Background: Bronchopulmonary dysplasia (BPD) is usually defined as a need for supplemental oxygen at 36 weeks after conception. Functional data on endothelin-1 action suggests that endothelin-1 is not only a marker but also a mediator of respiratory disease in newborn infants including BPD.
Objective: The aim of this study was to evaluate the value of endothiline-1 as a biomarker that predicts early diagnosis of bronchopulmonary dysplasia in preterm neonates with respiratory distress syndrome (RDS).
Patients and Methods: This study was conducted as prospective study in Neonatal Intensive Care Unit, Zagazig University Hospital, Zagazig, Egypt in the period between April 2018 and October 2018. The study included 39 preterm neonates, (22 males and 17 females) with gestational age of 28-35 weeks who were diagnosed as having respiratory distress syndrome based on clinical and radiological findings.

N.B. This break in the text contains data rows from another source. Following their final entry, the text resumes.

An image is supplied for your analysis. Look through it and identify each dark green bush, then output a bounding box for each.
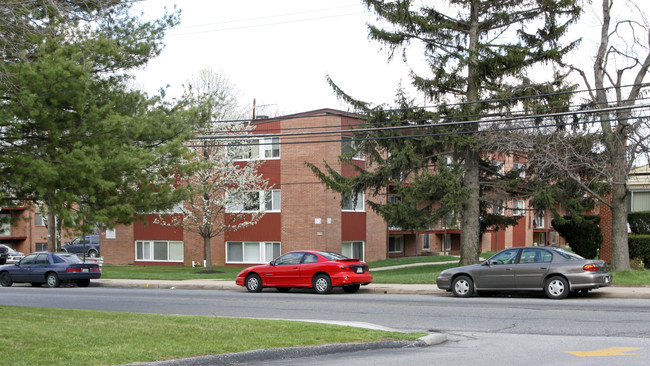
[627,211,650,234]
[627,235,650,268]
[551,215,603,258]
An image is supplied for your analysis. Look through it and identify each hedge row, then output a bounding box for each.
[627,234,650,268]
[627,211,650,235]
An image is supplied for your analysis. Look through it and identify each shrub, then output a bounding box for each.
[551,215,603,258]
[627,235,650,268]
[627,211,650,234]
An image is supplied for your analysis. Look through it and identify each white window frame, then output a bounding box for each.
[341,135,366,160]
[34,212,45,226]
[492,160,505,175]
[226,189,282,213]
[226,240,282,264]
[0,214,12,236]
[492,201,505,216]
[134,240,185,263]
[234,137,281,161]
[512,163,526,179]
[388,235,404,253]
[629,190,650,212]
[442,233,451,252]
[535,210,546,228]
[341,191,366,212]
[512,199,526,216]
[341,240,366,262]
[260,189,282,212]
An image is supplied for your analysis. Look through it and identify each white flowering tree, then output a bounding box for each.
[157,70,270,272]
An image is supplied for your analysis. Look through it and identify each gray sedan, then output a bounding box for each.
[436,247,612,299]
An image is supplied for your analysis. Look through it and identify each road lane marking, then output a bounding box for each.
[564,347,641,357]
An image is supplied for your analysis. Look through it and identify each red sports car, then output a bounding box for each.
[235,250,372,294]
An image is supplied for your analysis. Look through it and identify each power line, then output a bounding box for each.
[190,104,650,147]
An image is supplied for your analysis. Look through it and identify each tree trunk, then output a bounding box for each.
[203,236,212,271]
[460,152,480,266]
[47,206,56,252]
[460,0,481,266]
[609,131,630,271]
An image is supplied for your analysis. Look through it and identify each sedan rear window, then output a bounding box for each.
[54,254,83,263]
[553,248,584,260]
[317,252,348,261]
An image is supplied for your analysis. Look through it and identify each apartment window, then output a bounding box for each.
[226,189,282,212]
[442,155,454,167]
[341,136,365,160]
[492,160,505,175]
[442,234,451,252]
[226,241,280,263]
[0,214,11,236]
[341,192,364,212]
[341,241,365,262]
[492,201,505,216]
[261,137,280,159]
[628,191,650,212]
[34,212,45,226]
[442,210,459,229]
[388,235,404,253]
[534,210,545,228]
[512,163,526,179]
[261,189,282,212]
[512,200,526,216]
[232,137,280,160]
[135,240,184,262]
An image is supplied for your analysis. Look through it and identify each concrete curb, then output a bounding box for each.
[91,279,650,299]
[123,336,432,366]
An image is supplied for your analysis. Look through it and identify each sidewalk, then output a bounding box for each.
[90,279,650,299]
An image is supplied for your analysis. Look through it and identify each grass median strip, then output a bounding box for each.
[0,306,425,365]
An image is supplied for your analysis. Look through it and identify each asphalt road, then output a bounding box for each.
[0,287,650,366]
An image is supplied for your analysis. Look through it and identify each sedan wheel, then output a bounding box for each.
[451,276,474,297]
[246,274,262,292]
[343,285,361,294]
[0,272,14,287]
[45,272,61,288]
[314,274,332,295]
[544,276,569,299]
[77,279,90,287]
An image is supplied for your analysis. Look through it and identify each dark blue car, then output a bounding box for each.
[0,252,102,287]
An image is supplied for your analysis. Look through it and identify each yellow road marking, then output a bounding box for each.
[564,347,641,357]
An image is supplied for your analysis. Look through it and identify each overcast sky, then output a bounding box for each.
[132,0,416,115]
[137,0,650,116]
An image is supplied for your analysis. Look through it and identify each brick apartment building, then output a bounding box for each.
[0,109,576,265]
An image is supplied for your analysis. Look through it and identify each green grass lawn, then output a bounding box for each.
[0,306,425,366]
[97,253,650,286]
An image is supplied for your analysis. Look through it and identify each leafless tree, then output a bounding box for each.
[480,0,650,270]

Results: In the present study, cases group had significant lower gestational age 30.22 ± 1.81 week & birth weight 1.35 ± 0.22 Kg compared to the control group 34.58 ± 2.19 weeks & 1.69 ± 0.38 Kg respectively. In the present study, there was no significant difference between study and control groups as regards Apgar score at 1 & 5 minutes, gender and mode of delivery. Also, serum endothelin-1 level was done at day 3 of postnatal life and it was significantly higher in neonates who developed BPD later in life (435.29 ± 172.83 ng/l) compared to the control group with no BPD (304.32 ± 54.46 ng/l). Neutrophil count on day 3 of life was positively correlated with level of endothelin-1.
Conclusion: Our findings indicated that high serum levels of endothelin-1 at day 3 of life was associated with later development of bronchopulmonary dysplasia.